For a moment, he stood there blinking, caught off guard and feeling somewhat trapped before it occurred to him that he had no reason to feel that way. It’s not like anything happened with Dani, he thought, then the furrow between his brows deepened. And it’s not like Suzette is my goddamn girlfriend.
“Wait a minute,” he began.
Dropping her cigarette onto the grass, she stomped on it, snuffing it. “Why? So you can give me some other pathetic kind of excuse?” She clapped him on the chest as she walked past. “Go fuck yourself, Andrew. Because you sure won’t be getting any from me anymore.”

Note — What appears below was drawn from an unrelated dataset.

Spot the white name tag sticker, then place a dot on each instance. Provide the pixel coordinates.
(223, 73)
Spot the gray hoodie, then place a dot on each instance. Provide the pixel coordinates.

O’Malley hadn’t ever turned up for dinner the night before, and by lunchtime, was still missing. None of his barrack mates had seen or heard from him in nearly twenty-four hours.
“I’m worried,” Dani told Andrew, pacing restlessly in the corridor outside of the mess hall while inside, the rest of the company ate lunch. He’d expected her to avoid him altogether, or even ream his ass verbally, as Suzette had done, and had been surprised instead when she’d sought him out back inside the barracks.
“About last night,” she’d started, but he’d cut her off, plowing full-steam ahead with the apology that had been on the tip of his tongue all morning long.
“I was an asshole,” he’d told her. “What happened was totally out of line and I don’t know what I was thinking. I wasn’t thinking. I mean, I was, but I had no right to think that way, or to even think for one second that you might not have minded. Because you did mind, and I know that now, and I’m sorry. I mean, I knew that last night, too, but I wasn’t thinking straight. I wasn’t thinking at all. I just…I mean…”
He’d sputtered to a flustered, frustrated stop and looked up from his toes—where he’d pinned his gaze to that point—to find Dani regarding him with her head cocked, her brow raised, the corner of her mouth curled in a slight smile.
“You’re laughing at me,” he’d said.
“Only on the inside,” she’d assured.
“I just…the past couple of days have been really cool, nice even,” he’d said, trying again. “I like spending time with you and I’d like to continue. Spending time with you, I mean.”
That hint of a smile had widened, melting that awkward tension that had lingered between them. “I’d like that, too.”